Song by Les Misérables Ensemble

from the album Les Misérables
- Language: French (original)
- English title: One Day More
- Published: 1980
- Recorded: 1980 (French cast recording); 1985 (London cast recording); 1987 (Broadway cast recording); 2012 (Film cast recording);
- Genre: Show tune;
- Length: 3:36 (London cast recording)
- Composer: Claude-Michel Schönberg
- Lyricists: Alain Boublil; Jean-Marc Natel; Herbert Kretzmer;

= One Day More =

"One Day More" ("Demain", Tomorrow, in the original French version) is a song from the 1980 musical Les Misérables. The music was written by Claude-Michel Schönberg, original French lyrics by Alain Boublil and Jean-Marc Natel, with an English-language libretto by Herbert Kretzmer. The song is sung by the entire chorus, using a counterpoint melody.

Les Misérables was originally released as a French-language concept album, as French songwriter Alain Boublil had had the idea to adapt Victor Hugo's novel into a musical while at a performance of the musical Oliver! in London.

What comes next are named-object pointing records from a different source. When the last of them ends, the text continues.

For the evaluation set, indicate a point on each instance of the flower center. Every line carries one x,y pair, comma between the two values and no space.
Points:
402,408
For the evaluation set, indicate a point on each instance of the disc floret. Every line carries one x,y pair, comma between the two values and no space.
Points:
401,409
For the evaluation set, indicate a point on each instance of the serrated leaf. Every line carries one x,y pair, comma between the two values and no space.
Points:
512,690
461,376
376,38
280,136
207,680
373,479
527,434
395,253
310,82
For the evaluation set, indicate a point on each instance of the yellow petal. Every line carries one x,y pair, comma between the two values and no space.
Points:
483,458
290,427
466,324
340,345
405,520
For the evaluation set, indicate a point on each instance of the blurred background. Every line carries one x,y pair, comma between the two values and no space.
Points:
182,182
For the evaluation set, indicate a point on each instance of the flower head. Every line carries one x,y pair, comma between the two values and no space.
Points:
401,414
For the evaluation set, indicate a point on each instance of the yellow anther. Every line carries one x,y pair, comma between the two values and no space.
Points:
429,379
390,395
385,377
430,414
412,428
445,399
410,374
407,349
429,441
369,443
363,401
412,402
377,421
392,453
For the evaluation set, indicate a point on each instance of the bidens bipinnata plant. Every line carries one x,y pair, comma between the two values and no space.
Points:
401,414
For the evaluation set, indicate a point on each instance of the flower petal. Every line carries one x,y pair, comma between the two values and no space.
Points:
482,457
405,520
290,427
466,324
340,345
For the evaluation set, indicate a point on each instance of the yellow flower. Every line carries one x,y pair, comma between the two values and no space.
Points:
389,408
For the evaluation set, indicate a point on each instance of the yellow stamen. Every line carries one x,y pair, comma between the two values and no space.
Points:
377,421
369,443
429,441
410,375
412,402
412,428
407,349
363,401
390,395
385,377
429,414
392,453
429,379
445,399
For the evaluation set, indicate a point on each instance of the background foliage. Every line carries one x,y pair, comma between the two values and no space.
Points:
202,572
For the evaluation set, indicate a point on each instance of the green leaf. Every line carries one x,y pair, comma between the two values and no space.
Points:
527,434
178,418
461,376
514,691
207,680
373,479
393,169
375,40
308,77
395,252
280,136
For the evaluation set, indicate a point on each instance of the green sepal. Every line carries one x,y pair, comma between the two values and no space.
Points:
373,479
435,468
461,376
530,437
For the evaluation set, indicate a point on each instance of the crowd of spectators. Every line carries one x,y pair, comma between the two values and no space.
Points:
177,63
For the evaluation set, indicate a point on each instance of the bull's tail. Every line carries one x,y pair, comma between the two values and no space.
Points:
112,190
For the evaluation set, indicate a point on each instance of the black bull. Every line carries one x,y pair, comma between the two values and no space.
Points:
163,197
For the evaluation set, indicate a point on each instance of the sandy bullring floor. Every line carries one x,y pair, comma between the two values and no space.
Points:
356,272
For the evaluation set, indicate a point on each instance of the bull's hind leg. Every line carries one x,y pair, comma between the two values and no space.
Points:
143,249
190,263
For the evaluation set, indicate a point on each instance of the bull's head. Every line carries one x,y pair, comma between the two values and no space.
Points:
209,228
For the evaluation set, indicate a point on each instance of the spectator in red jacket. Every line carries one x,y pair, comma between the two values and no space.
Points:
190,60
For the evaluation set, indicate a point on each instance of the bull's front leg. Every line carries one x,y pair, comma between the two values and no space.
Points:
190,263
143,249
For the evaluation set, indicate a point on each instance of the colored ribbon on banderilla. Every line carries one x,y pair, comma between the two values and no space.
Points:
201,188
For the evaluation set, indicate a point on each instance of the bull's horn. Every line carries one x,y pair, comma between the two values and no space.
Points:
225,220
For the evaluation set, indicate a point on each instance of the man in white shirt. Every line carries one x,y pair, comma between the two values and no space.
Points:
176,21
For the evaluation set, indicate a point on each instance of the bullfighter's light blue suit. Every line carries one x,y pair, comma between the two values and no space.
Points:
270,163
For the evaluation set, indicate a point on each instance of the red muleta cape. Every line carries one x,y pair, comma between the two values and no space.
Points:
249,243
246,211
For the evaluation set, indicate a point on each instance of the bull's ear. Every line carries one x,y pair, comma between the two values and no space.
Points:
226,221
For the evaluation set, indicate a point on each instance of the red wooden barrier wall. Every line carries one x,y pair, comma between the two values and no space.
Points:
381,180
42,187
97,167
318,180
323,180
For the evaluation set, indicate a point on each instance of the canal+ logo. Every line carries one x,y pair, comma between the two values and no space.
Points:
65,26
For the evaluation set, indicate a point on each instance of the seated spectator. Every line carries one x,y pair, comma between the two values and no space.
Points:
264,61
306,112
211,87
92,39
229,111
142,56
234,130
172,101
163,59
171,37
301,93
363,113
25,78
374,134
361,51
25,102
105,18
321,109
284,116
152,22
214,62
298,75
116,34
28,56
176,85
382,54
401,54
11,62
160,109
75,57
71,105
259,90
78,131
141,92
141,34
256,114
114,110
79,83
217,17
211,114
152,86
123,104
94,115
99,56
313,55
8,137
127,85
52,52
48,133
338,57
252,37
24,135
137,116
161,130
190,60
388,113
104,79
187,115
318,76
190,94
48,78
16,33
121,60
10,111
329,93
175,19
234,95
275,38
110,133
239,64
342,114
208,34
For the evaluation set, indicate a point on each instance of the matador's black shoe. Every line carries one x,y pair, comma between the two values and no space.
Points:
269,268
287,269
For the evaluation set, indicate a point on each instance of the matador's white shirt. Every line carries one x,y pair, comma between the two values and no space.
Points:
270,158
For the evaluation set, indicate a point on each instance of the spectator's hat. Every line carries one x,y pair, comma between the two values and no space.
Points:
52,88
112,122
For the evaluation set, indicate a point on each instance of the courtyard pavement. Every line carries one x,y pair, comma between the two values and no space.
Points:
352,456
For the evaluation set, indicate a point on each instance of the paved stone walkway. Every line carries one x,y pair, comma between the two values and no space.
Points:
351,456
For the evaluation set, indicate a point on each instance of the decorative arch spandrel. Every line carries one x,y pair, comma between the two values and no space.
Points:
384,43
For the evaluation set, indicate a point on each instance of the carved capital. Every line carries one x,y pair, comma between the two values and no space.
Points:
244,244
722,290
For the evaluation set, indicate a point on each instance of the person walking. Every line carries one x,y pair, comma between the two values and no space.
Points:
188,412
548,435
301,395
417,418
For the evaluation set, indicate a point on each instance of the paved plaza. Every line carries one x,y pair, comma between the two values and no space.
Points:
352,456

The show and the song have been translated into 21 languages, including Japanese, Hebrew, Icelandic, Norwegian, Czech, Polish, Spanish, and Estonian, and there have been 31 cast recordings featuring the song. The London cast version is triple platinum in the UK, for sales of more than 900,000, and platinum in the U.S., for sales of more than one million. The Broadway cast version is quadruple platinum in the U.S. (more than four million sold), where four other versions have also received gold certifications.

==Certifications==

| Region | Certification | Certified units/sales |
| United Kingdom (BPI) | Silver | 200,000^{‡} |
^{‡} Sales+streaming figures based on certification alone.

==In popular culture==

In 2012, musical theater performer and composer Michael Bihovsky composed a parody of this song about gluten-free and hypoallergenic food called "One Grain More".

"One Day More" was parodied by the Marsh Family, a British family, in a video that went viral and was covered by NPR. The parody describes the social and economic implications on normal life due to the COVID-19 pandemic.

In 2017, the song was covered by the cast of the Magicians in season 2, episode 9 – Lesser Evils.

"One Day More" was parodied by James Corden and an ensemble of Broadway cast members on January 19, 2021, the last day of the presidency of Donald Trump and day before the inauguration of Joe Biden. The parody's lyrics frequently reference both the COVID pandemic and the events during and after supporters of Trump stormed the United States Capitol.